Belfiore made his professional baseball debut in 2009 with the rookie-level Missoula Osprey of the Pioneer League. On the subject of pitching in professional baseball, Belfiore said, "In college I just threw fastballs and a slider and blew guys away...You have to use your changeup and understand hitters counts [at this level]". He was a league all-star that season. With Missoula, he went 2–2 with a 2.17 ERA, and 55 strikeouts in 14 games, 11 starts. At the start of the 2010 season, Belfiore was assigned to play with the South Bend Silver Hawks of the Single-A Midwest League. On the season, he compiled a 3–10 record with a 3.99 ERA, and 105 strikeouts in 25 games, all starts.

Belfiore made 35 appearances (eight starts) for the High-A Visalia Rawhide during the 2011 campaign, logging a 4-4 record and 5.92 ERA with 79 strikeouts over 79 innings of work; he returned to Visalia to begin 2012, recording a 2.37 ERA with 28 strikeouts in 12 games.

===Baltimore Orioles===
Belfiore was traded to the Baltimore Orioles as the player to be named later in the April trade that sent Josh Bell to Arizona on May 12, 2012. In 28 appearances down the stretch for the Double-A Bowie Baysox, he compiled a 5-1 record and 2.71 ERA with 78 strikeouts and three saves across 66 1/3 innings pitched.
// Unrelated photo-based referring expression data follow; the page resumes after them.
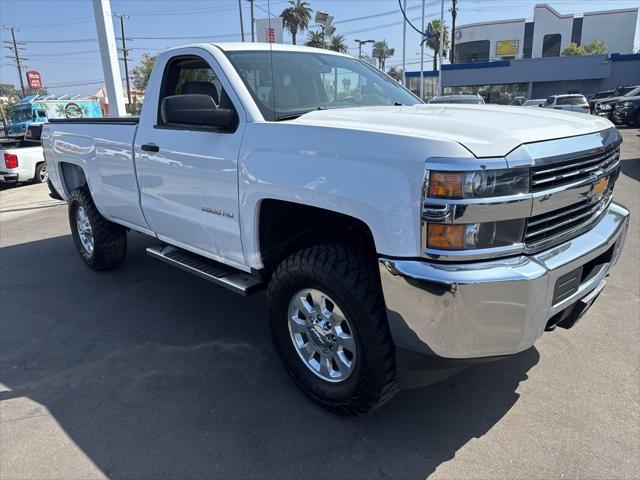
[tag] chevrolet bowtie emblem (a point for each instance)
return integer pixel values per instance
(598, 188)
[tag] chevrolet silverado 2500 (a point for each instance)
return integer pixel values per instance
(385, 231)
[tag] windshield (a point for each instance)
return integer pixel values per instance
(575, 100)
(468, 100)
(633, 92)
(622, 91)
(285, 85)
(21, 114)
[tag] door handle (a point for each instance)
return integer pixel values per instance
(150, 147)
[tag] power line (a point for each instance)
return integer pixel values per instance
(13, 46)
(125, 56)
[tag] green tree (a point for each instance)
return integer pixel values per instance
(315, 39)
(595, 47)
(9, 96)
(379, 52)
(296, 17)
(140, 73)
(395, 73)
(337, 44)
(434, 42)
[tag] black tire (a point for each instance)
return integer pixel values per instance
(39, 177)
(352, 280)
(109, 239)
(53, 193)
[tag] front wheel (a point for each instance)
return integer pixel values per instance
(101, 244)
(330, 329)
Belfiore was recalled by the Orioles from the Triple-A Norfolk Tides on May 12, 2013, and returned to Norfolk the next day. Belfiore was recalled again on September 21, and made his major league debut on September 27. Pitching to his first batter, he allowed a home run to David Ortiz.

Belfiore was designated for assignment by the Orioles on March 30, 2014.

===Detroit Tigers===
On April 3, 2014, the Detroit Tigers claimed Belfiore off waivers and assigned him to the Triple-A Toledo Mud Hens. He made 35 appearances (13 starts) for the Triple-A Toledo Mud Hens, posting a 5-7 record and 3.25 ERA with 60 strikeouts across 91 1/3 innings pitched.

Belfiore returned to Toledo for the 2015 season, logging a 5-11 record and 5.60 ERA with 77 strikeouts over 22 starts. Belfiore was released by Detroit on August 15, 2015, to clear roster space for Kyle Lobstein, who had been sent to the Mud Hens on a rehab assignment.

===Baltimore Orioles (second stint)===
On August 19, 2015, Belfiore signed a minor league contract with the Baltimore Orioles. He finished the year with the Triple-A Norfolk Tides, recording a 2.31 ERA with five strikeouts in 11 2/3 innings pitched across three starts. Belfiore elected free agency following the season on November 6.

==Personal==
Belfiore was born in Commack, New York. He is the middle child of Michael and Patricia Belfiore.